Second, the court further held that the denials were arbitrary and capricious because they failed to provide sufficient reasoning "supported by citations to Kate's medical records." Although the defendants stated they reviewed Kate's records, "they didn't truly provide 'any analysis, let alone a reasoned analysis[,]' because their denials consisted of conclusory assertions, contradicted by parts of the record, with no reasoning as to what information was relied on, which pieces of Kate's medical records Defendants found persuasive, or what parts of Kate's medical history were in fact reviewed" (quoting D.K.).
The court remanded the claims to the defendants for a full and fair review, but precluded the defendants from relying on "any of the post-hoc reasons for denying the benefits that they raised for the first time before this court" and limiting their review "to only to the rationales for denying benefits that they stated in their denial letters." According to the court, "[i]f Defendants were now free on remand to read the opinions of medical necessity from Kate's providers, sort through her medical records that Plaintiffs repeatedly provided in the prelitigation appeals process, and find new evidence therein to justify their decision to deny benefits, it would deny the prelitigation meaningful dialogue in which Defendants were obliged to engage." The court stopped short of awarding benefits to the plaintiffs, opting for what appears to be a remand in name only, stating that clarification is needed from the Tenth Circuit on when a court may award benefits.

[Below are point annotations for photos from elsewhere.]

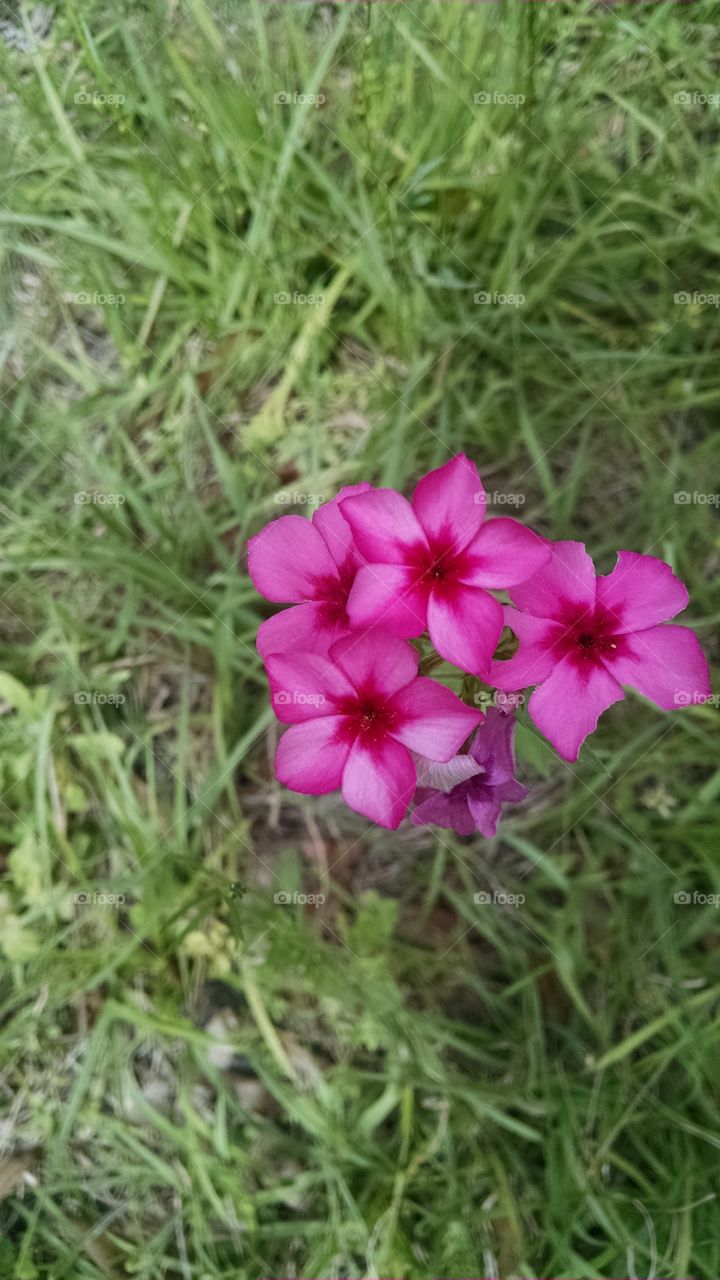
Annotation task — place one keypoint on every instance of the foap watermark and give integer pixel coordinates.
(487, 298)
(299, 300)
(691, 97)
(285, 897)
(86, 696)
(95, 300)
(86, 99)
(502, 499)
(698, 300)
(87, 897)
(497, 897)
(493, 97)
(499, 698)
(682, 498)
(299, 499)
(99, 499)
(684, 897)
(287, 99)
(297, 698)
(684, 699)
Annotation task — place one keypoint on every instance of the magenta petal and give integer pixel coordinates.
(335, 529)
(287, 560)
(566, 580)
(534, 658)
(432, 720)
(641, 592)
(302, 627)
(568, 705)
(374, 662)
(664, 663)
(378, 781)
(504, 554)
(390, 597)
(465, 624)
(310, 757)
(450, 503)
(305, 686)
(383, 525)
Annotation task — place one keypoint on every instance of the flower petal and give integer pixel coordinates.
(304, 627)
(641, 592)
(664, 663)
(288, 560)
(305, 686)
(378, 781)
(465, 624)
(445, 777)
(384, 526)
(568, 705)
(504, 554)
(450, 503)
(432, 720)
(534, 659)
(310, 757)
(336, 531)
(484, 807)
(436, 809)
(492, 746)
(390, 597)
(566, 581)
(376, 663)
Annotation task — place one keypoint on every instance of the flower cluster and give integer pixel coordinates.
(372, 571)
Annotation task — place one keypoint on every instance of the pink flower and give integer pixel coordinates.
(584, 636)
(355, 716)
(310, 565)
(431, 563)
(466, 794)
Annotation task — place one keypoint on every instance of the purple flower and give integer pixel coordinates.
(466, 794)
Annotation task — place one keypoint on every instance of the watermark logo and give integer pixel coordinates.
(297, 698)
(85, 696)
(483, 297)
(99, 499)
(85, 99)
(299, 300)
(698, 300)
(691, 97)
(682, 498)
(89, 899)
(497, 897)
(95, 300)
(682, 698)
(684, 897)
(286, 99)
(504, 702)
(491, 97)
(286, 899)
(299, 499)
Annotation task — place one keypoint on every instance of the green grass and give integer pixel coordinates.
(408, 1084)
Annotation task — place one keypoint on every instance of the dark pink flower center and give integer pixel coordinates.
(588, 636)
(368, 717)
(437, 566)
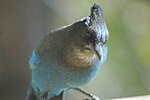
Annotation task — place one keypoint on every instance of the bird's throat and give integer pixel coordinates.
(77, 57)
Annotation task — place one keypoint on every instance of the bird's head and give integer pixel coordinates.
(90, 35)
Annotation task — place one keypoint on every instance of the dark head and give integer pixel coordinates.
(90, 35)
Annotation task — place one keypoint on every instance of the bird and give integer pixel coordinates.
(69, 56)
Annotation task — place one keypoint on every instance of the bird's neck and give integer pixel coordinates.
(78, 57)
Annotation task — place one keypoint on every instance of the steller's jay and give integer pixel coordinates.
(70, 56)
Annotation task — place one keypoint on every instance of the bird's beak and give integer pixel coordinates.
(95, 50)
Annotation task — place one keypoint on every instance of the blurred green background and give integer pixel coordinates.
(125, 73)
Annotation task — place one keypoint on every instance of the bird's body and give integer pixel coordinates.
(64, 59)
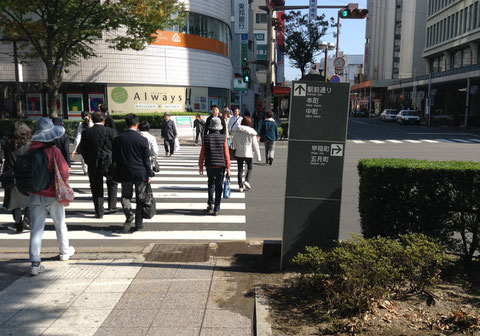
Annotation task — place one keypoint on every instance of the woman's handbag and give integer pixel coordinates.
(63, 191)
(226, 187)
(147, 203)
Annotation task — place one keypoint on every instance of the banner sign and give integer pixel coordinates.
(240, 12)
(316, 151)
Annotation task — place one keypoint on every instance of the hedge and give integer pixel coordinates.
(438, 198)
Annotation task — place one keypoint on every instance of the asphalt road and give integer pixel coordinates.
(367, 138)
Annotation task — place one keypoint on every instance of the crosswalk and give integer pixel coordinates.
(417, 141)
(181, 197)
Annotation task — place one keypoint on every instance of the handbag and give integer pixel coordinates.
(226, 187)
(147, 202)
(63, 191)
(156, 167)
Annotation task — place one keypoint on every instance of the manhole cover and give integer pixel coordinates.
(178, 253)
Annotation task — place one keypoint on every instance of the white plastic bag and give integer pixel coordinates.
(177, 145)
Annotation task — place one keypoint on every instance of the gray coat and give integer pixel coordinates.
(13, 197)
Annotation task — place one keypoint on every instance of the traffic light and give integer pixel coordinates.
(352, 12)
(246, 75)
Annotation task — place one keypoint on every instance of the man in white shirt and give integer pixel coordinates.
(234, 121)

The court gave short shrift to the plaintiffs' claim alleging violation of the Mental Health Parity and Addiction Equity Act (MHPAEA), deciding the claim was "premature." While D.K. is binding only in the Tenth Circuit, this case illustrates the considerable level of detail and analysis courts in Colorado, Kansas, New Mexico, Oklahoma, Utah, and Wyoming may require in denial letters to pass an arbitrary and capricious standard of review.